Lincoln - Gov. Dave Heineman congratulated state employees who successfully completed the Walk This Way program.
Walk This Way is one of several wellness options available to state workers as part of the State of Nebraska's wellness program. Employees and spouses completing the challenge were invited to join the Governor for group photos in the State Capitol Rotunda.
During the past year, Walk This Way participants were challenged to increase their physical activity by logging at least 700,000 steps by March 29.
Out of the total of 5,800 employees and spouses enrolled in the program, 80 percent achieved their goal.
"The Walk This Way program is a successful part of our state wellness program that benefits state employees and their families," said Gov. Heineman. "It also contributes toward the culture of wellness we are building here at the State of Nebraska. I congratulate everyone who met and went beyond the initial goal."
The total number of steps logged by all participants the first year of the program totaled over 2 million miles – that's about 82 times around the earth's circumference.
They topped that this year. The total distance logged by participants is 104 times around earth's circumference.

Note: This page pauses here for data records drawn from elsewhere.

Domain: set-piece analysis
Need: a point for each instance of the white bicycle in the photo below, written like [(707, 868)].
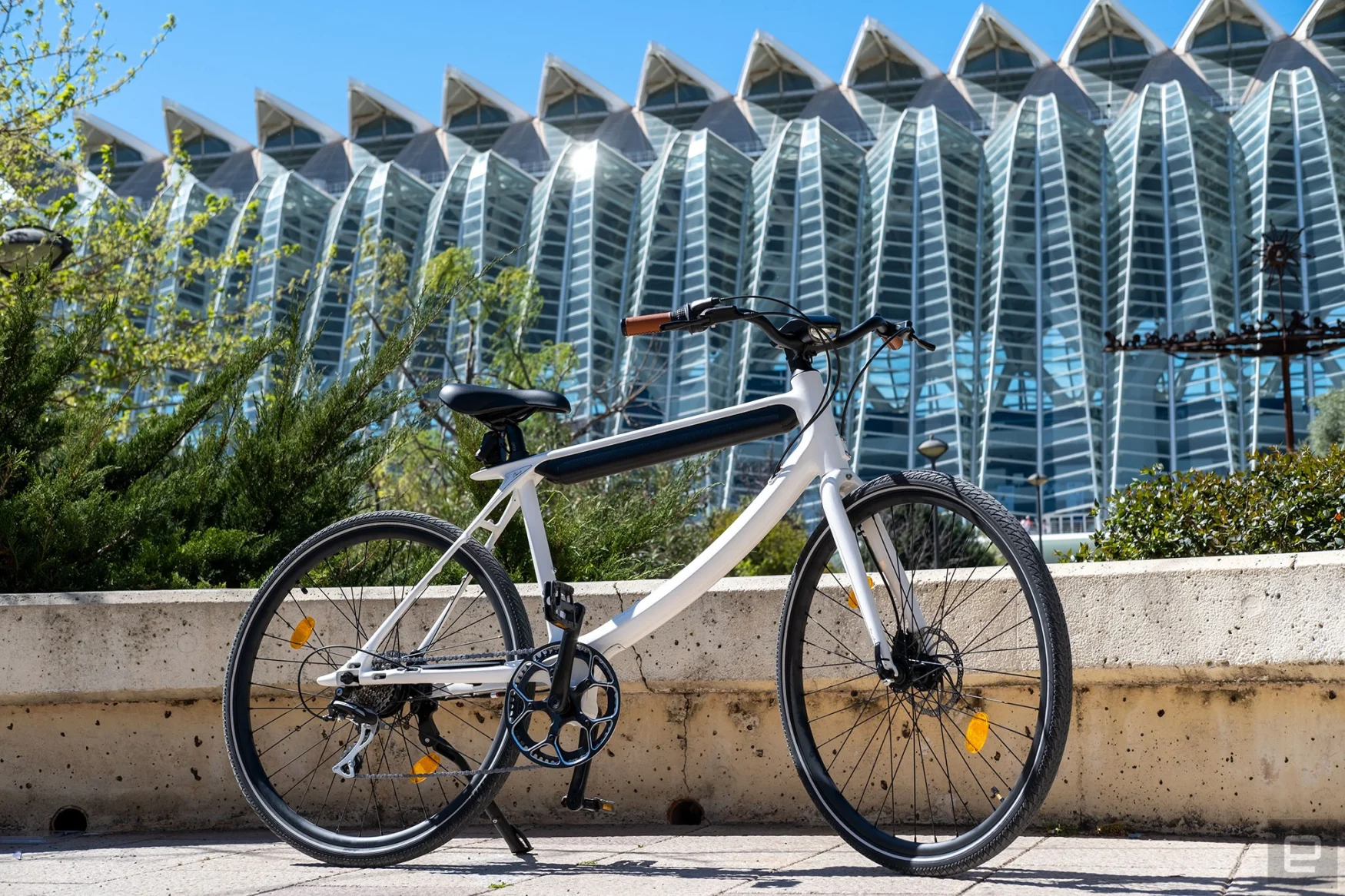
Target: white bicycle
[(384, 682)]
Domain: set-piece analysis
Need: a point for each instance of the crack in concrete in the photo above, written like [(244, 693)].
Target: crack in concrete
[(1232, 874), (559, 868), (686, 743), (991, 872), (785, 868)]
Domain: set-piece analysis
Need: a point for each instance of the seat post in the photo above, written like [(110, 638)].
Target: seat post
[(514, 439)]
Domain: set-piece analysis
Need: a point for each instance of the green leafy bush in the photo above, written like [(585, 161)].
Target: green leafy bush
[(1278, 503), (213, 493), (633, 525)]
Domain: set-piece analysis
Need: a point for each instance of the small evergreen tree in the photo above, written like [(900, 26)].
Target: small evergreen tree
[(1328, 426)]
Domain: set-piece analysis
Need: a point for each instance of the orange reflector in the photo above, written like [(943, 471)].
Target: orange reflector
[(850, 599), (303, 631), (977, 732), (427, 765)]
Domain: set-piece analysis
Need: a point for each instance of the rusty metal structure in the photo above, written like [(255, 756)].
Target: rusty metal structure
[(1286, 335)]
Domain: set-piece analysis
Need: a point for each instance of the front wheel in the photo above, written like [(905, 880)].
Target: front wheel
[(936, 763)]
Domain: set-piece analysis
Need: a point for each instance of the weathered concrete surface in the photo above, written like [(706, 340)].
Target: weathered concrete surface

Aaron Kurtzhals from the Department of Corrections was the top achiever for the second year in a row with over 10 million steps logged.
Started in 2009, the state wellness program was the first of its kind among states to offer an integrated plan for health insurance that ties to wellness, disease prevention, early detection and healthier lifestyles.
Employees and covered spouses can choose from a variety of wellness programs, in addition to an annual health assessment and screening designed to help participants make healthier lifestyle choices, become aware of risk factors and better manage chronic conditions. Over 9,000 employees and spouses have enrolled in one or more wellness programs, which is a 20 percent increase from the previous year.
Recently, the State of Nebraska became the first state to earn the coveted C. Everett Koop National Health Award, which has the most stringent requirements for demonstrating health improvements and cost savings.